Two artists who met at art school are exhibiting together in North Berwick. Kim Williams talks to the artists about how coastlines have inspired and influenced both of them and their work.
Renowned for its natural beauty and stunning coastline, East Lothian is a constant source of inspiration for artists and is often recreated on canvas, ceramic and paper. It is for this reason that two artists have chosen “Coast Lines” as a recurring theme for their work. Barbara Rowell (above left) and Ruth Thomas (above right) met while studying towards a BA in Art and Design at Edinburgh College of Art.
Last year Ruth initiated an innovative sketchbook exchange among artists based along the Firth of Forth and in her home region of New South Wales. These collaborative sketchbooks were exhibited in Australia and New Zealand as well as in North Berwick, during Fringe by the Sea.
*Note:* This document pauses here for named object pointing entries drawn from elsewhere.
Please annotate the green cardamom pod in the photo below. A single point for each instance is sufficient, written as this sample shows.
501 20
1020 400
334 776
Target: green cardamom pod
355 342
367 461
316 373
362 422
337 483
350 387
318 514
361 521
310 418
Building on the success of this project, Barbara and Ruth have continued to collaborate in their shared studio at Fenton Barns where they focus on printmaking techniques for mounted works and artists books. They are delighted to return to Fringe by the Sea this year to show new work inspired by the marine environment and coastlines bordering the Firth of Forth and the Tasman Sea. This August, they’ll exhibit their work at theDEN Studio in North Berwick. This lovely little creative studio and curated store, just off the High Street, will be home to a stunning display of artwork, all inspired by the coast, yet in very individual ways. The exhibition provides a unique opportunity – a chance to meet and chat with the artists and to view and buy artwork directly from them, from affordable cards through to mounted original prints, tapestry weavings and artists books.
Dividing her time between Scotland and New South Wales in Australia, Ruth draws connections between the intertidal marine environments of these two geographically different countries. She says “I am inspired by the myriad of lines, patterns and formations found in the natural world but am increasingly concerned about the impact of human intervention.”
Ruth is interested in the minutiae of the shoreline. She explores the estuaries of the Australian and East Lothian coastlines, regularly foraging in rock pools, observing, taking photos and collecting broken shells, driftwood, old nets and pieces of beach plastic. Her work conveys the beauty of the sea environment as well as portraying the tension between human existence and sustainability.
For Barbara Rowell, inspiration comes from mindful observation of the world around her; whilst walking in nature or urban areas, from reading and research or from her travels.
She loves to experiment with different processes and media and for this exhibition she is focusing on the techniques of Japanese Wood Block Printing. Barbara explains “I was left a Japanese Wood Block Print by my Aunt and I became fascinated by it and wanted to learn more about this ancient technique”.
Her inspiration for this year’s exhibition is the islands of the Forth Estuary. Barbara adds, “I’ve looked out of my kitchen window on Craigleith Island for ten years and it’s a view that is firmly etched on my mind.” Her work portrays a highly stylised view with a traditional Japanese interpretation. And what’s more, Barbara uses the printing process to simplify the design and translate it into stunning abstract tapestry weavings which will sit side by side with the Japanese Woodblock Prints.